Le décret du 31 mai 2020 paru le 1er juin au Journal officiel permet de savoir ce qu’il est possible (ou non) de faire pour un mariage dans la nouvelle phase de la crise sanitaire à compter du 2 juin. Pour commencer, l’arrêté stipule que sont autorisées "les célébrations de mariage par un officier d’état civil". Les mariages à la mairie reprennent.

Mais à la lecture du décret, on s’aperçoit vite que les conditions de ces rassemblements sont très strictes. Ainsi, la règles de "dix personnes maximum" s’applique dans les salles de mariages, ce qui a pour conséquence de laisser à la porte de nombreux membres des familles et amis. Pour les dix privilégiés qui assistent au plus près à la cérémonie, ils doivent se tenir à un mètre les uns des autres pour respecter la distanciation sociale et le port du masque leur est fortement conseillé.

La cérémonie religieuse

Ensuite, les lieux de culte sont également soumis à des règles rigides en raison du nécessaire respect des mesures barrières. Ainsi, dans les églises par exemple, les assemblées seront clairsemées puisqu’une distance d’un mètre doit être respectée entre les participants, de manière à ce que chaque personne puisse bénéficier d’une surface de 4 m2, ce qui va déterminer le seuil maximal de fréquentation.

Selon les recommandations du ministère de l’Intérieur pour des cérémonies cultuelles, le port du masque est obligatoire, du gel hydroalcoolique doit être disponible, des flux de circulation sont organisés de manière à ce que les participants se croisent le moins possible et les organisateurs doivent se trouver à l’entrée et à la sortie du lieu de culte pour éviter les rassemblements aux abords des édifices. Les rites religieux doivent être adaptés afin de réduire au maximum les contacts physiques.

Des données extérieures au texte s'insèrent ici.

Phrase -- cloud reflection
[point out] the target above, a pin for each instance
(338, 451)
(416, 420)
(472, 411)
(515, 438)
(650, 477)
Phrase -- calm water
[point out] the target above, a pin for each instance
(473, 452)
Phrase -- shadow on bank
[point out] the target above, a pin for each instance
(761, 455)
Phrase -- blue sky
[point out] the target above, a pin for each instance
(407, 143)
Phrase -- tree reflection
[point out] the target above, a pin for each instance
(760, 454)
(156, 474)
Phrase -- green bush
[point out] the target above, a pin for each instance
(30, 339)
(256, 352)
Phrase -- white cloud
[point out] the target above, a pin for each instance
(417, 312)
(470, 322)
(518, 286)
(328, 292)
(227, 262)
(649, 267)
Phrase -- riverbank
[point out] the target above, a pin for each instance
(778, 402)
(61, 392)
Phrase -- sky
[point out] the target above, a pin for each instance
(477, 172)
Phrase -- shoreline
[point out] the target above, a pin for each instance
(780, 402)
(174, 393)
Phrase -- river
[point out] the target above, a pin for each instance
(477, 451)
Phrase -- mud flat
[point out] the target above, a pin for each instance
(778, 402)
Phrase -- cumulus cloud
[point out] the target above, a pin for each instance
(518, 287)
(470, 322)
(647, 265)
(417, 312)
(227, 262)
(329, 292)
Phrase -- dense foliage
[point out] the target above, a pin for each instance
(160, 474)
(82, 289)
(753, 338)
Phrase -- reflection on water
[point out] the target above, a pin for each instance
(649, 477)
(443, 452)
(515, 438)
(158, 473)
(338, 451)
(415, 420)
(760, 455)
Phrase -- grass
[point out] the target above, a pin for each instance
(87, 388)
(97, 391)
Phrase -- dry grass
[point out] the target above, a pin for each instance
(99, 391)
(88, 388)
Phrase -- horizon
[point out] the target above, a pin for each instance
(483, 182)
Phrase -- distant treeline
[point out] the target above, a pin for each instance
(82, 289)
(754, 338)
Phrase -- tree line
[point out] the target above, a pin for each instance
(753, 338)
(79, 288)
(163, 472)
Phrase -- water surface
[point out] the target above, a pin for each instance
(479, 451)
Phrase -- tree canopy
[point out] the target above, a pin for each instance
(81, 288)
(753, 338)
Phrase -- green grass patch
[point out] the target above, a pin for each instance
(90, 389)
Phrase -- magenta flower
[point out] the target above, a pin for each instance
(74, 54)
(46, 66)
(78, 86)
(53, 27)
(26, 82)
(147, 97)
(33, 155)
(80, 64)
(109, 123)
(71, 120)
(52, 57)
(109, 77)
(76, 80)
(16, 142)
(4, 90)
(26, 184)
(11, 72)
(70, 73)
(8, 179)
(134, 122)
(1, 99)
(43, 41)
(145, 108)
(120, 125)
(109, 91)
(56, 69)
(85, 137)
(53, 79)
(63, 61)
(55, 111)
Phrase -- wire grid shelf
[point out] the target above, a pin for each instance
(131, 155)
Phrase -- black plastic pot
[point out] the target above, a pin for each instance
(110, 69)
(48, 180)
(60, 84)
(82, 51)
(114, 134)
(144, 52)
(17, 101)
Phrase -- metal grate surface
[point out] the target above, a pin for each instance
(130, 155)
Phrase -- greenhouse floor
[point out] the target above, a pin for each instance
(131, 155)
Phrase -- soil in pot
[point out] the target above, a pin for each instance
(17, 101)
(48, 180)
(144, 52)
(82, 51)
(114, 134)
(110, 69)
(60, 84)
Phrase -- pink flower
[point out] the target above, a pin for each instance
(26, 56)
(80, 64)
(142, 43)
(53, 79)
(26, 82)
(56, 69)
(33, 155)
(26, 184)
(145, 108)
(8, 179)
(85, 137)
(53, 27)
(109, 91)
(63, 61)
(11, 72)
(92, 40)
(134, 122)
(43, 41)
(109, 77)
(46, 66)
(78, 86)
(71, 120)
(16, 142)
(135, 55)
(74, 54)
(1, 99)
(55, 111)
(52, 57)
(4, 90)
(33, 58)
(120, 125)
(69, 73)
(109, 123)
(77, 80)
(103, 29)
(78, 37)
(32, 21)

La fête en zone verte ou orange

Une fois les cérémonies civiles et religieuses passées, les mariés peuvent penser à la fête, mais celle-ci ne correspondra pas à leurs rêves les plus fous dans l’état actuel des choses, surtout s’ils se trouvent en zone orange. Ainsi, en Ile-de-France, Guyane et à Mayotte, les participants ne pourront pas se retrouver à l’intérieur d’un restaurant, mais uniquement en terrasse, sur des tables qui ne devront pas accueillir plus de dix convives. Les mariés ne pourront pas non plus recevoir leurs invités dans des salles polyvalentes, salles de réunion, chapiteaux ou tentes, selon le décret paru le 1er juin.

Dans les zones vertes, moins touchées par le coronavirus, les restaurants peuvent théoriquement accueillir un mariage, tout comme les salles polyvalentes, salles de réunion, les chapiteaux ou tentes. Mais les festivités seront sérieusement limitées par les règles actuelles. Les gérants de ces établissements doivent veiller à ce qu’il y ait un siège entre chaque participant, pas plus de dix convives par table, et pas de regroupement, ce qui interdit théoriquement de se retrouver sur une piste de danse.

Que l’on soit en zone verte ou orange, le seul moyen de fêter le mariage de manière plus chaleureuse sera d’organiser les retrouvailles dans un lieu privé, où la limite des dix participants maximum n’existe plus. Reste que chacun est appelé à faire preuve de responsabilité afin d’éviter les risques de propagation du virus en gardant en tête, autant que faire se peut, les règles de distanciation sociale.